Morita’s personal chemistry of defiance and fearlessness in the absence of hard proof, in fact in the face of utter disbelief and ridicule by colleagues and competitors, is the raw material of innovation in its most basic form. Sony’s innovations were the foundation of not only an industry, but a movement that ultimately lead the way to globalization, innovation, and consumerism on a scale more massive than could ever have been conceived of by anyone before the Second World War.
In 1946, with his father’s $25,000 investment, Morita and Masaru Ibuka, a university colleague, partnered to form Tokyo Telecommunications Engineering Corporation (Tokyo Tsushin Kogyo K.K. Also known as TTK).
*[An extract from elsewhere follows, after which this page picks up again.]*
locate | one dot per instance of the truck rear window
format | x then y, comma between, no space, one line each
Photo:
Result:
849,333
In what has to be one of the most brilliant product rollout campaigns of the 20th century consumer electronics industry, Akio allowed the market to shape itself. Over four years, TTK transformed itself into Sony and went through four generations of technology until it finally hit the market epicenter with its TR-63 in 1957. In the next two years, Sony created no less than eight additional generations of the pocket transistor radio, each one the embodiment of numerous lessons learned. By then, it had sold more than 1,000,000 pocket transistor radios. The breakthrough pace of Sony’s ability to innovate was unprecedented at the time, and it quickly became the hallmark of its agile brand.
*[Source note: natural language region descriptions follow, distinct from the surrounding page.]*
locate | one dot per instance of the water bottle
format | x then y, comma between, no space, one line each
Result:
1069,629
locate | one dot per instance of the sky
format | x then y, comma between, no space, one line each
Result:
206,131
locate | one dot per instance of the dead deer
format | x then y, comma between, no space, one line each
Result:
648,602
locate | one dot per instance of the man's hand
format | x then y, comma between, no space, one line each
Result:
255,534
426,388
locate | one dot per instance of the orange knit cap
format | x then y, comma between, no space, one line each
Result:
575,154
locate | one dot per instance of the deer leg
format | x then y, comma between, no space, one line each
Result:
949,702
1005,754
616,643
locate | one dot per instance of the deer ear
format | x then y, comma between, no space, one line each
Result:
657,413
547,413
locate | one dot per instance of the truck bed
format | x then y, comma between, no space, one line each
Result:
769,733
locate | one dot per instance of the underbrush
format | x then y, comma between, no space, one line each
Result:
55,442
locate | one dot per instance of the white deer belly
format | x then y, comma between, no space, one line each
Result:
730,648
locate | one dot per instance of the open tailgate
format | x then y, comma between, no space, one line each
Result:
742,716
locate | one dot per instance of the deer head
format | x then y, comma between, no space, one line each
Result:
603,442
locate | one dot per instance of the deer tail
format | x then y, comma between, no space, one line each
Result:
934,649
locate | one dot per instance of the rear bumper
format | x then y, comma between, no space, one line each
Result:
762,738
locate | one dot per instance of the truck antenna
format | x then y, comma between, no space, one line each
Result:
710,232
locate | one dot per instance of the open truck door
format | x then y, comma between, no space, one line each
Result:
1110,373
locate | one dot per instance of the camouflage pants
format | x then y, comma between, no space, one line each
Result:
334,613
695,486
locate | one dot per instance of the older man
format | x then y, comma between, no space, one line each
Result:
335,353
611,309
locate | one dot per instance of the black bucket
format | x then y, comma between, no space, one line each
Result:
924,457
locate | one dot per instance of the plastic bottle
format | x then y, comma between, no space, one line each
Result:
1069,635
Because of Morita’s ability to fail fast and abandon his ideas in favor of the market’s ideas, nothing Sony developed ever got stuck as an invention. Instead, Sony flooded the market with one innovation after another. It was an endless deluge of innovations, each slightly better than the last, each slightly less expensive, and each slightly more in tune with the buyer – call it relentless re-invention through failure.
One reason we get too wrapped up in the product side of innovation is that we see the end result (in Sony’s case the Walkman), and focus on the object as the innovation. In fact, the object is only the end result of an amazingly integrated and spontaneous organization. Sony was able to innovate not only because of Morita’s ethos, but more so because of the processes it had put into place to allow ideas to flourish in a climate of creation. The risk for Sony ultimately was not the risk of new ideas, but instead the risk of not having new ideas. Innovation is a very unforgiving, constantly accelerating treadmill. Once you jump on, you have little choice but to move faster with each step with no graceful way to get off.